Fakat iyiliklerin farkına varmaktan, şükretmekten, takdir etmekten ve ibret almaktan uzak kalıyor. Oysa iyiliğin farkına varmak ve şükretmek kişiye kendisini iyi hissettir ve merhamet duygusunu geliştirir.
Dünyayı avuçlarının içine alıp istedikleri gibi yönlendiren zorbaların sesleri yankılanırken, yüreklere işleyen sadece iyilerin ektiği merhamet olacaktır, bundan emin olabilirsiniz.
Yüksek sesle konuşan kötülerdir, iyiler ise ihtiyaç hâsıl olmadıkça konuşmazlar, onlar sadece harekete geçerler. Erdemli insanlar göz önünde olmaktan hoşlanmazlar, yaptıkları iyiliğe riya ve kibir karıştırmazlar ve muhataplarının kulaklarına değil yüreklerine hitap ederler. Erdemli insanlar tevazudan ödün vermeseler de iyilikler fark edilmeli ve iyiliğin sahibi hak ettiği hürmet ve takdire ulaşmalıdır.
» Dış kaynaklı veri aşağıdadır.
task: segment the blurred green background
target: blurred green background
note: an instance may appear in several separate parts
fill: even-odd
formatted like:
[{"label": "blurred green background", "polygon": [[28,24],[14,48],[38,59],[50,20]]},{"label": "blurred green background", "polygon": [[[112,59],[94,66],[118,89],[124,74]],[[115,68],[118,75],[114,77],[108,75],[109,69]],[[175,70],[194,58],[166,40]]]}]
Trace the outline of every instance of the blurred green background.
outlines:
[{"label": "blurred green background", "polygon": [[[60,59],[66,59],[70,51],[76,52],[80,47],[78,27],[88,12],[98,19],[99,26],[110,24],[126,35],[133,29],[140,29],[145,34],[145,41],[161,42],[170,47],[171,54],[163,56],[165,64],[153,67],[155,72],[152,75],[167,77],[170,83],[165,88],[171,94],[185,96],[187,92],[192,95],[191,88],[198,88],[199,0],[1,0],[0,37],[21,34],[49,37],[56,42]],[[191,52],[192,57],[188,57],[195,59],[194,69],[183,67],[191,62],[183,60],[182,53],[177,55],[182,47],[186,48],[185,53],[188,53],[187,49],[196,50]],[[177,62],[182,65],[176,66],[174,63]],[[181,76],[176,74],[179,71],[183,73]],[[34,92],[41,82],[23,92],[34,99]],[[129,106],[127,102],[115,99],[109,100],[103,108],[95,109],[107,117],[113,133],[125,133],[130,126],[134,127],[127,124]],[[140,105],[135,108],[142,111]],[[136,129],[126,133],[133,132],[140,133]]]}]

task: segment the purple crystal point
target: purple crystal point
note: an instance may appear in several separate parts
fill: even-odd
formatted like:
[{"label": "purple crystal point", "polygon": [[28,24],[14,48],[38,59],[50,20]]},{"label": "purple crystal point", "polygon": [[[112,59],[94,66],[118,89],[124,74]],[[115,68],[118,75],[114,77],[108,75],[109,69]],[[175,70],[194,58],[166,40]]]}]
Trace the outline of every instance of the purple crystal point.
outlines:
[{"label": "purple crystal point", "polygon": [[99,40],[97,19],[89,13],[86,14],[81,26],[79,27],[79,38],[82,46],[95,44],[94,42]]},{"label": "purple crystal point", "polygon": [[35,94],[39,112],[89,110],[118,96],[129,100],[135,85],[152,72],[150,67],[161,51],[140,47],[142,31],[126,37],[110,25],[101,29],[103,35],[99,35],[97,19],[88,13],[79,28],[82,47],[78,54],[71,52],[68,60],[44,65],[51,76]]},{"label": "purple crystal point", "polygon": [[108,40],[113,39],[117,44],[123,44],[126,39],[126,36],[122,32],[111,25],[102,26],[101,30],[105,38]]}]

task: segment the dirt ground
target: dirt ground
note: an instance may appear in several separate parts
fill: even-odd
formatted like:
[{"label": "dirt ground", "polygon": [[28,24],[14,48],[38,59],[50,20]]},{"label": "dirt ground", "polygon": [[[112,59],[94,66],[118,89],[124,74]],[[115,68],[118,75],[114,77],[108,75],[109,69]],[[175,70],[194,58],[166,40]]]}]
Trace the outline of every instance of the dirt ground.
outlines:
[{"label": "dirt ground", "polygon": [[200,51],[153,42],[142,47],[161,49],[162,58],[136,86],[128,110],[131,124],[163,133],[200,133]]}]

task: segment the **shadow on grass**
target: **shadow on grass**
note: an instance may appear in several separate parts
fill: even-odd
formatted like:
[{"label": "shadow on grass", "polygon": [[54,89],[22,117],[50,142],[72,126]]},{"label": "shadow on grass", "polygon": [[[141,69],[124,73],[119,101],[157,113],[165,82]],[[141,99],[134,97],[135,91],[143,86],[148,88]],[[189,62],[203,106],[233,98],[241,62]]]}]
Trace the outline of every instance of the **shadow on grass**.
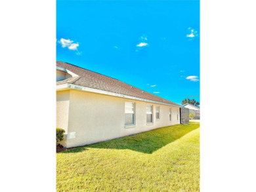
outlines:
[{"label": "shadow on grass", "polygon": [[73,153],[82,152],[83,151],[87,150],[87,149],[86,148],[87,147],[87,146],[83,146],[83,147],[68,148],[67,150],[60,152],[59,153]]},{"label": "shadow on grass", "polygon": [[130,149],[151,154],[199,126],[198,123],[165,126],[131,136],[87,145],[85,147]]},{"label": "shadow on grass", "polygon": [[110,141],[83,147],[70,148],[60,153],[78,153],[87,150],[87,148],[98,148],[130,149],[144,153],[152,154],[153,152],[175,142],[198,127],[200,127],[199,123],[189,123],[188,125],[177,125],[165,126]]}]

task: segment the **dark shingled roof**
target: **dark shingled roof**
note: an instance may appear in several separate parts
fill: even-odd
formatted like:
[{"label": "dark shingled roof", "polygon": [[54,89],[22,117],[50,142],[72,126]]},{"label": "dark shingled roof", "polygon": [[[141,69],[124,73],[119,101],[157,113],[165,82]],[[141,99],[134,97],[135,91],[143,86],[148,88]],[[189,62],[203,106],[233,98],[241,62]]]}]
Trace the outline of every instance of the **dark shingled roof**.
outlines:
[{"label": "dark shingled roof", "polygon": [[141,89],[136,88],[131,85],[127,84],[117,79],[107,77],[72,64],[62,62],[56,62],[56,66],[65,68],[79,76],[75,77],[70,77],[63,81],[57,81],[57,85],[65,83],[70,83],[182,107],[179,104],[160,98],[151,93],[147,92],[146,91],[143,92],[143,90]]}]

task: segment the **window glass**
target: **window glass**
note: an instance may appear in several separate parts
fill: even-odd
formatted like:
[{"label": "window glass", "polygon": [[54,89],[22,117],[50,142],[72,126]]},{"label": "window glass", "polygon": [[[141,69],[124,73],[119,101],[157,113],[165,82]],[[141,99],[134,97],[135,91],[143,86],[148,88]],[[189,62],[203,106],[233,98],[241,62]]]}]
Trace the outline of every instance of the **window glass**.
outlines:
[{"label": "window glass", "polygon": [[146,106],[146,123],[153,123],[152,106]]},{"label": "window glass", "polygon": [[125,102],[125,125],[135,125],[135,109],[134,103]]}]

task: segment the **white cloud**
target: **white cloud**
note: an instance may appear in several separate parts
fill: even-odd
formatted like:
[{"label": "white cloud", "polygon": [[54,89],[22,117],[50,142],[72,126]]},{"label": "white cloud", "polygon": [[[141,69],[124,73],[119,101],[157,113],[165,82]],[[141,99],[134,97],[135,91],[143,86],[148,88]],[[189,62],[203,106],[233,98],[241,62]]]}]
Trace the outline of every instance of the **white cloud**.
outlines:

Ne ilginç değil mi? İnsanlarımız bir caninin bir hayvanı tekmeleyerek öldürüp çektiği görüntüleri büyük bir heyecanla izliyorlar fakat üşüyen çocuğu sevgisi ile ısıtan vicdanlı bir insanı gördüklerinde başlarını çevirip geçiyorlar. Yaşlı bir kadının elindeki torbayı alıp taşıyan genç, kumbarasında biriktirdiği parayı Filistinli ailelere gönderen bir çocuk, evinde mantı açarak yoksulların ev kiralarına katkı sağlayan bir hanımefendi, çocuklarının rızkından ayırıp evsizlere yiyecek dağıtan bir baba dikkat çekmezken şiddet içerikli haberler, eğlence dünyasına ait dedikodular büyük bir titizlikle takip ediliyor.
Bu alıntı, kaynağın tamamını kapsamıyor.